Apache Flink® 1.3.0 and the Evolution of Stream Processing with Flink

Apache Flink Flink Features

01 June 2017 by Michael Winters

It’s official: on June 1, the Apache Flink® community announced the release of Flink® 1.3.0.

The announcement on the project site and the changelog provide detail on what’s included in the release. In this post, we’ll look instead at how 1.3.0 serves as an important step in Flink’s maturation since March 2016’s 1.0.0 release.

Apache Flink release timeline from 1.0.0 to 1.3.0

Flink’s evolution over the past 14 months mirrors how usage of the project has evolved, too. These days, we at data Artisans see many Flink users with:

Applications that go beyond analytics and act on data in real-time
Applications running at large scale and with very large state
Applications with a more diverse set of Flink users who require higher-level APIs for interacting with Flink
Applications that run 24/7 on modern container infrastructures

Next, we’ll look at each of these categories in more detail.

APIs for Event-driven Stream Processing
Scalability and Large State Handling
Beyond the DataStream API: High-level & Domain-specific
Application Management, Deployment, and Ecosystem
Open Source Community Growth

APIs for Event-driven Stream Processing

In the past year, we’ve seen many instances of Flink users building not only real-time analytics platforms, but also applications that act on insights from analytics in real-time.

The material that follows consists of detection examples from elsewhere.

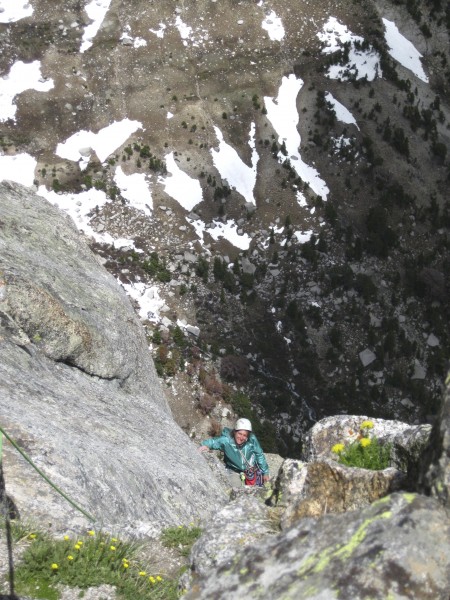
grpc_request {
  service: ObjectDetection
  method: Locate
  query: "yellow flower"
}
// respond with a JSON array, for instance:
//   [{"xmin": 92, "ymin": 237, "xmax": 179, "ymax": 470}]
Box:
[
  {"xmin": 331, "ymin": 444, "xmax": 345, "ymax": 454},
  {"xmin": 359, "ymin": 438, "xmax": 372, "ymax": 448}
]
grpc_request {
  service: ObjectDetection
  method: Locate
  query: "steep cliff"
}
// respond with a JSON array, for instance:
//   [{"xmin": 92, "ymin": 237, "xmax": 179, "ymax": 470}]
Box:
[{"xmin": 0, "ymin": 183, "xmax": 224, "ymax": 532}]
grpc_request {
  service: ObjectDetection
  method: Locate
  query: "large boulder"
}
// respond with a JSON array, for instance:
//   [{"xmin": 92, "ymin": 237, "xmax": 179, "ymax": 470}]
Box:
[
  {"xmin": 0, "ymin": 183, "xmax": 226, "ymax": 533},
  {"xmin": 184, "ymin": 493, "xmax": 450, "ymax": 600},
  {"xmin": 277, "ymin": 459, "xmax": 406, "ymax": 529},
  {"xmin": 303, "ymin": 415, "xmax": 431, "ymax": 487}
]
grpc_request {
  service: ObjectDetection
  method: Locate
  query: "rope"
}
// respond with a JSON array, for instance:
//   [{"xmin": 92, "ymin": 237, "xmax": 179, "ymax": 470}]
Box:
[{"xmin": 0, "ymin": 427, "xmax": 97, "ymax": 522}]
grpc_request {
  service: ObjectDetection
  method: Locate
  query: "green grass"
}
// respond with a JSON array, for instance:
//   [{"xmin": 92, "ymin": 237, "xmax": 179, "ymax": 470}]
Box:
[
  {"xmin": 3, "ymin": 522, "xmax": 183, "ymax": 600},
  {"xmin": 333, "ymin": 436, "xmax": 392, "ymax": 471},
  {"xmin": 161, "ymin": 525, "xmax": 202, "ymax": 556}
]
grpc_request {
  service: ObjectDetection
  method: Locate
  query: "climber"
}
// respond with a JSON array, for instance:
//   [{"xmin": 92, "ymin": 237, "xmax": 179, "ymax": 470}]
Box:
[{"xmin": 198, "ymin": 419, "xmax": 269, "ymax": 485}]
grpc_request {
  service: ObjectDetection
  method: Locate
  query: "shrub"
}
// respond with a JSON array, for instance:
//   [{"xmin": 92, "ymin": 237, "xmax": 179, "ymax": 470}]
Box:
[
  {"xmin": 331, "ymin": 421, "xmax": 392, "ymax": 471},
  {"xmin": 11, "ymin": 531, "xmax": 177, "ymax": 600},
  {"xmin": 161, "ymin": 525, "xmax": 202, "ymax": 556}
]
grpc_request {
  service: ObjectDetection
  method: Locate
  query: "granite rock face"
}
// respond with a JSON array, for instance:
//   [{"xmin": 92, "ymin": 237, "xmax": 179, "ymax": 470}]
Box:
[
  {"xmin": 185, "ymin": 493, "xmax": 450, "ymax": 600},
  {"xmin": 279, "ymin": 459, "xmax": 406, "ymax": 529},
  {"xmin": 185, "ymin": 378, "xmax": 450, "ymax": 600},
  {"xmin": 419, "ymin": 372, "xmax": 450, "ymax": 511},
  {"xmin": 303, "ymin": 415, "xmax": 431, "ymax": 481},
  {"xmin": 0, "ymin": 183, "xmax": 226, "ymax": 534}
]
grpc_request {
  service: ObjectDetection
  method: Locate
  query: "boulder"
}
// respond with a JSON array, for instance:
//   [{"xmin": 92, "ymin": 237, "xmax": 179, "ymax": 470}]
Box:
[
  {"xmin": 184, "ymin": 493, "xmax": 450, "ymax": 600},
  {"xmin": 418, "ymin": 372, "xmax": 450, "ymax": 509},
  {"xmin": 0, "ymin": 183, "xmax": 226, "ymax": 534},
  {"xmin": 303, "ymin": 415, "xmax": 431, "ymax": 487},
  {"xmin": 277, "ymin": 459, "xmax": 406, "ymax": 529}
]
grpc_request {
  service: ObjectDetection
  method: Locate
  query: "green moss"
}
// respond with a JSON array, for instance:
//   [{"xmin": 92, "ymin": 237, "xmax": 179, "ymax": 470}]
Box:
[
  {"xmin": 403, "ymin": 492, "xmax": 417, "ymax": 504},
  {"xmin": 297, "ymin": 511, "xmax": 392, "ymax": 577}
]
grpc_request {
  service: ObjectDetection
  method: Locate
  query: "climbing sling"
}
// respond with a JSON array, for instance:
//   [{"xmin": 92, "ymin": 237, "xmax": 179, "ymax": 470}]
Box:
[{"xmin": 238, "ymin": 448, "xmax": 263, "ymax": 487}]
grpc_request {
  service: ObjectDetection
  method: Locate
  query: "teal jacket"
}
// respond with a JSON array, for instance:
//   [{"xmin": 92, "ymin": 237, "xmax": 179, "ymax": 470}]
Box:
[{"xmin": 201, "ymin": 427, "xmax": 269, "ymax": 475}]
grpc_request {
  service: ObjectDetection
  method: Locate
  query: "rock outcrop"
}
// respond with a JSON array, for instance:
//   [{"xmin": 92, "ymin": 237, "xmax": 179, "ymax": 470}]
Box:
[
  {"xmin": 186, "ymin": 494, "xmax": 450, "ymax": 600},
  {"xmin": 186, "ymin": 377, "xmax": 450, "ymax": 600},
  {"xmin": 0, "ymin": 183, "xmax": 226, "ymax": 533}
]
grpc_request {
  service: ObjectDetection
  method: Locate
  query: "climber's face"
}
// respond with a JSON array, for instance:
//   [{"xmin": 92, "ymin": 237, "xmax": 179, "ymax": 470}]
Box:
[{"xmin": 234, "ymin": 429, "xmax": 248, "ymax": 446}]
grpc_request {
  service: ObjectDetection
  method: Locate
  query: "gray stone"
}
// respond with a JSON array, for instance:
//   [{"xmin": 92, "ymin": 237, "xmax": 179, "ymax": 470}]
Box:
[
  {"xmin": 411, "ymin": 359, "xmax": 427, "ymax": 379},
  {"xmin": 0, "ymin": 183, "xmax": 226, "ymax": 532},
  {"xmin": 303, "ymin": 415, "xmax": 431, "ymax": 480},
  {"xmin": 418, "ymin": 372, "xmax": 450, "ymax": 510},
  {"xmin": 184, "ymin": 493, "xmax": 450, "ymax": 600},
  {"xmin": 278, "ymin": 459, "xmax": 406, "ymax": 529},
  {"xmin": 359, "ymin": 348, "xmax": 377, "ymax": 367}
]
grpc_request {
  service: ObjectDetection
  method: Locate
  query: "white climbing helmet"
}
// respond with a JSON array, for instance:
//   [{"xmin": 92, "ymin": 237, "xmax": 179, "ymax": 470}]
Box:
[{"xmin": 234, "ymin": 419, "xmax": 252, "ymax": 431}]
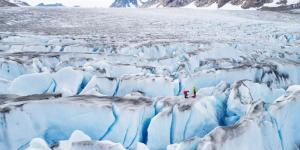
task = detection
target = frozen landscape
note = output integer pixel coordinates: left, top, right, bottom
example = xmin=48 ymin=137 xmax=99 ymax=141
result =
xmin=0 ymin=7 xmax=300 ymax=150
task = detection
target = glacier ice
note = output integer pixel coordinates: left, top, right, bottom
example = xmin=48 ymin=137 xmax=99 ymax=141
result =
xmin=0 ymin=8 xmax=300 ymax=150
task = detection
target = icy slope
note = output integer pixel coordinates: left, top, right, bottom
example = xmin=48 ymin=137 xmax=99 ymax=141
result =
xmin=0 ymin=8 xmax=300 ymax=150
xmin=168 ymin=86 xmax=300 ymax=150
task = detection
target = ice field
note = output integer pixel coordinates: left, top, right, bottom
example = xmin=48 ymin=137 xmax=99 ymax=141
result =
xmin=0 ymin=7 xmax=300 ymax=150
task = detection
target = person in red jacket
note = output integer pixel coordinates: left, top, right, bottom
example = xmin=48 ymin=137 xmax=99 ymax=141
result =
xmin=192 ymin=86 xmax=197 ymax=98
xmin=183 ymin=90 xmax=189 ymax=98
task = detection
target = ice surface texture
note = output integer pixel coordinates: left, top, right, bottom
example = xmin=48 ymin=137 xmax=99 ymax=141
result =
xmin=0 ymin=8 xmax=300 ymax=150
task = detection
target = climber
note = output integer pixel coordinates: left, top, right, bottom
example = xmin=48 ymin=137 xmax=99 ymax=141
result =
xmin=192 ymin=86 xmax=197 ymax=98
xmin=183 ymin=90 xmax=189 ymax=98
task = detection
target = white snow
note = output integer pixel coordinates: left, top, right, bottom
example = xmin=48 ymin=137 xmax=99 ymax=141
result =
xmin=0 ymin=7 xmax=300 ymax=150
xmin=8 ymin=73 xmax=55 ymax=96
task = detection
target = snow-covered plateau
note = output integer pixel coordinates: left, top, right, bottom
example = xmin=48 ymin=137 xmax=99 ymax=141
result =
xmin=0 ymin=7 xmax=300 ymax=150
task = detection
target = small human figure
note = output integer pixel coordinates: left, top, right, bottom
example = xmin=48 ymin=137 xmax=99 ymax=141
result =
xmin=183 ymin=90 xmax=189 ymax=98
xmin=192 ymin=86 xmax=197 ymax=98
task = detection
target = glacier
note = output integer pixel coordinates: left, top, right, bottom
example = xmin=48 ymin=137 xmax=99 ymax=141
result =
xmin=0 ymin=7 xmax=300 ymax=150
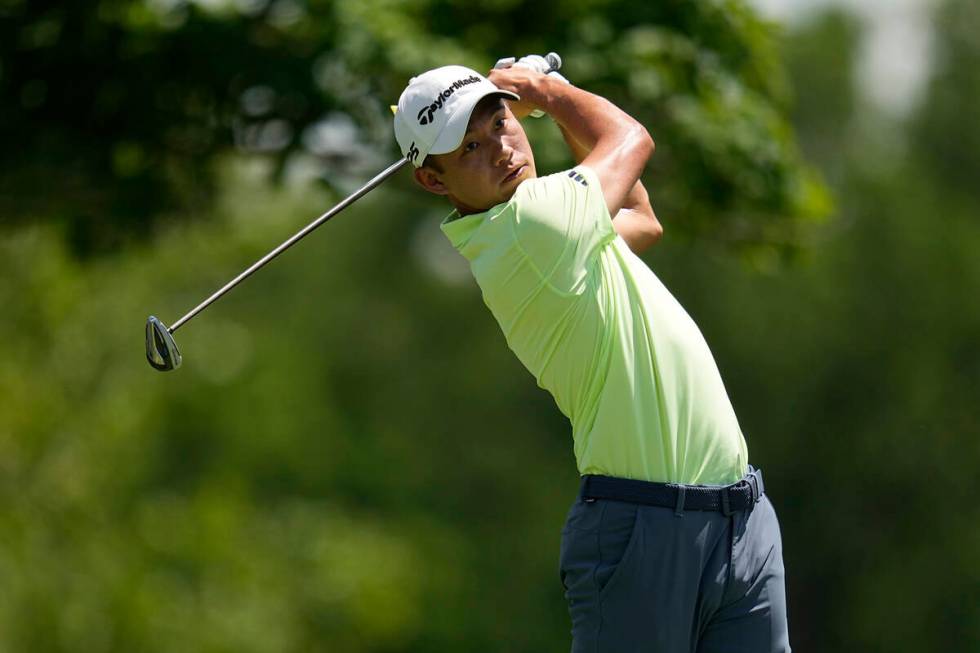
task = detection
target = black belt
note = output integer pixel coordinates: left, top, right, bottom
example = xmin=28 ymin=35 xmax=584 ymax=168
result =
xmin=580 ymin=466 xmax=766 ymax=516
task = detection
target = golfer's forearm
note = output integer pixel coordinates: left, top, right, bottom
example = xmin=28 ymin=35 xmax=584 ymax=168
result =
xmin=528 ymin=76 xmax=653 ymax=152
xmin=558 ymin=125 xmax=663 ymax=254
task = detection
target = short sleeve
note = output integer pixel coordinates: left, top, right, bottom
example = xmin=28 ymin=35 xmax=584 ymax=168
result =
xmin=514 ymin=165 xmax=616 ymax=292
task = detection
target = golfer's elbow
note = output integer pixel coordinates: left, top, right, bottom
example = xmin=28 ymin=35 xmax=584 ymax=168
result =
xmin=621 ymin=118 xmax=656 ymax=166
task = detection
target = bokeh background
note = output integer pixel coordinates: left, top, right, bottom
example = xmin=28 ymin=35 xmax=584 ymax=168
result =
xmin=0 ymin=0 xmax=980 ymax=653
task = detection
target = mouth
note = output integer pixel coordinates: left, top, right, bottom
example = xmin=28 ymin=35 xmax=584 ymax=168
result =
xmin=501 ymin=163 xmax=527 ymax=184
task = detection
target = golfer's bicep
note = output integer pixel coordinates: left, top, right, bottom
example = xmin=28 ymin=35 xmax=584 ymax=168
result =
xmin=582 ymin=123 xmax=653 ymax=216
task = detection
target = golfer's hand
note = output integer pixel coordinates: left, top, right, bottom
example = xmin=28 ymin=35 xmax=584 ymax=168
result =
xmin=494 ymin=54 xmax=569 ymax=118
xmin=487 ymin=66 xmax=547 ymax=118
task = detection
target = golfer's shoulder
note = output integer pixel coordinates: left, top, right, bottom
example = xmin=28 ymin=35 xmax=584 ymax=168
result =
xmin=513 ymin=165 xmax=601 ymax=217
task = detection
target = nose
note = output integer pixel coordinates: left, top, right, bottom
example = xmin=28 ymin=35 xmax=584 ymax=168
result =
xmin=493 ymin=139 xmax=514 ymax=167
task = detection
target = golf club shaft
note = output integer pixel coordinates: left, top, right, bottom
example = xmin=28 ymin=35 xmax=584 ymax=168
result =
xmin=167 ymin=158 xmax=408 ymax=333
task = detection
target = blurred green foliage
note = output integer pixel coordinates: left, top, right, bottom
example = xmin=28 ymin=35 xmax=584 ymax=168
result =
xmin=0 ymin=0 xmax=830 ymax=256
xmin=0 ymin=0 xmax=980 ymax=653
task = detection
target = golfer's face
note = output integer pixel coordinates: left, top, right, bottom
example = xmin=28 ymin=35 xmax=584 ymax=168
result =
xmin=435 ymin=98 xmax=536 ymax=213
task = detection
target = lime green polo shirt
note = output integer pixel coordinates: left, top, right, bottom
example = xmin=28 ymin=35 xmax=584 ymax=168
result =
xmin=442 ymin=165 xmax=748 ymax=485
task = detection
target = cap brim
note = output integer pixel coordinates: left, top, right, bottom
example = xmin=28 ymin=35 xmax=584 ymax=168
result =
xmin=428 ymin=88 xmax=521 ymax=154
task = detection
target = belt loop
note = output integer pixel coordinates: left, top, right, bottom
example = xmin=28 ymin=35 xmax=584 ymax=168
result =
xmin=721 ymin=485 xmax=734 ymax=517
xmin=674 ymin=485 xmax=687 ymax=517
xmin=745 ymin=470 xmax=762 ymax=503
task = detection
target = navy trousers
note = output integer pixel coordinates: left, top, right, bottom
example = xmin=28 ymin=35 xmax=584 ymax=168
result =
xmin=560 ymin=474 xmax=790 ymax=653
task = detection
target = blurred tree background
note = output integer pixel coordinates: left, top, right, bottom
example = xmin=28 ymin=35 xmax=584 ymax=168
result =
xmin=0 ymin=0 xmax=980 ymax=652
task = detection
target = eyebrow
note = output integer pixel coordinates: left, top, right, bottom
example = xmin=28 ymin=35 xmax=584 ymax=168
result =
xmin=463 ymin=99 xmax=507 ymax=138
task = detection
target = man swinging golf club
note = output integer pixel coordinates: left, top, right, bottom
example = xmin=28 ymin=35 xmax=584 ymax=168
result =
xmin=394 ymin=56 xmax=790 ymax=653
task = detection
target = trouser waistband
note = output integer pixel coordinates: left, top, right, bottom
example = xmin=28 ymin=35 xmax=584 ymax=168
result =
xmin=580 ymin=465 xmax=766 ymax=516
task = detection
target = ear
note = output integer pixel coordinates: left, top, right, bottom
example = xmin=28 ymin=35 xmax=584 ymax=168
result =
xmin=415 ymin=166 xmax=449 ymax=195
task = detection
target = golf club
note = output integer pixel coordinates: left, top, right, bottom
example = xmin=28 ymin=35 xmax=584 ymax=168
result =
xmin=146 ymin=52 xmax=562 ymax=372
xmin=146 ymin=159 xmax=408 ymax=372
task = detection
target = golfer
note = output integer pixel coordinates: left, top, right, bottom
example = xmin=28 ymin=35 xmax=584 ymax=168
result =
xmin=394 ymin=56 xmax=790 ymax=653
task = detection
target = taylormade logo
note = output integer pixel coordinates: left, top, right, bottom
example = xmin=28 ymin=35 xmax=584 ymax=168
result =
xmin=418 ymin=75 xmax=480 ymax=125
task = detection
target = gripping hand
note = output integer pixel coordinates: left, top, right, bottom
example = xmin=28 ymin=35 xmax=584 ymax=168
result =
xmin=493 ymin=52 xmax=569 ymax=118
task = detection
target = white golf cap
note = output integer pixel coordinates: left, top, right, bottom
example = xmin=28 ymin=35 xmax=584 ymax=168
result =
xmin=395 ymin=66 xmax=521 ymax=168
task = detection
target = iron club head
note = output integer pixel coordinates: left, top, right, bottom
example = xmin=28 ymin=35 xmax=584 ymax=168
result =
xmin=146 ymin=315 xmax=181 ymax=372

This “convergence of real-time analytics and data-driven applications”, as our CTO Stephan Ewen has called it, was a recurring theme at Flink Forward San Francisco in April.

And Flink’s streaming APIs have evolved to meet the needs of these use cases, enabling true event-driven stream processing.

Flink 1.0.0 introduced the current state API with ValueState, ReducingState, ListState, and more.
Flink 1.1.0 added first-class support for session windows, enabling users to generate windows based on periods of inactivity (representing the end of a “session”) as well as support for late element handling.
Flink 1.2.0 introduced ProcessFunction, a flexible operator that provides access to all of the key building blocks of streaming applications: events, state, and timers without imposing a mode of thinking around windowing or CEP.
Flink 1.3.0 provides access to per-window state, a feature that greatly increases the utility of ProcessWindowFunction, as well as side outputs, which make it possible to remove corrupted input data while preventing a job from failing and also to remove sparsely-received late-arriving events.

Apache Flink event processing APIs timeline

Scalability and Large State Handling

A stream processor capable of low latency and high throughput can only be useful if it also includes robust tooling for state management and failure recovery--both of which are critical for managing continuous applications in a high-stakes production environment.

And so the Flink community has added support for a range of features to accommodate the increasing size of state and the scale of data processed by Flink applications.

Flink 1.0.0 added RocksDB for out-of-core state support, enabling active state in a streaming program to grow well beyond memory.
Flink 1.1.0 added support for fully asynchronous snapshots for RocksDB.
Flink 1.2.0 added support for rescalable partitioned (keyed) and non-partitioned state, meaning that a user can restart Flink a job with a different parallelism via a savepoint without losing state. This allows for easily scaling a stateful job to more machines.
- And asynchronous checkpoints for RocksDB were enabled by default in Flink 1.2.0, reducing the time an operator is not processing incoming data to a minimum.
Flink 1.3.0 introduces incremental checkpoints for RocksDB, allowing users to take a checkpoint of state updates only since the last successful checkpoint. This is a meaningful performance enhancement for jobs with very large state--early testing of the feature by production users shows a drop in incremental checkpoint time from more than 3 minutes down to 30 seconds for a checkpoint--because the full state does not need to be transferred to durable storage on each checkpoint.
- Flink now also has support for asynchronous checkpoints for all state backends.
- 1.3.0 also adds beta support for fine-grained recovery, meaning more efficient recovery from failure by reducing the amount of state transferred upon recovery.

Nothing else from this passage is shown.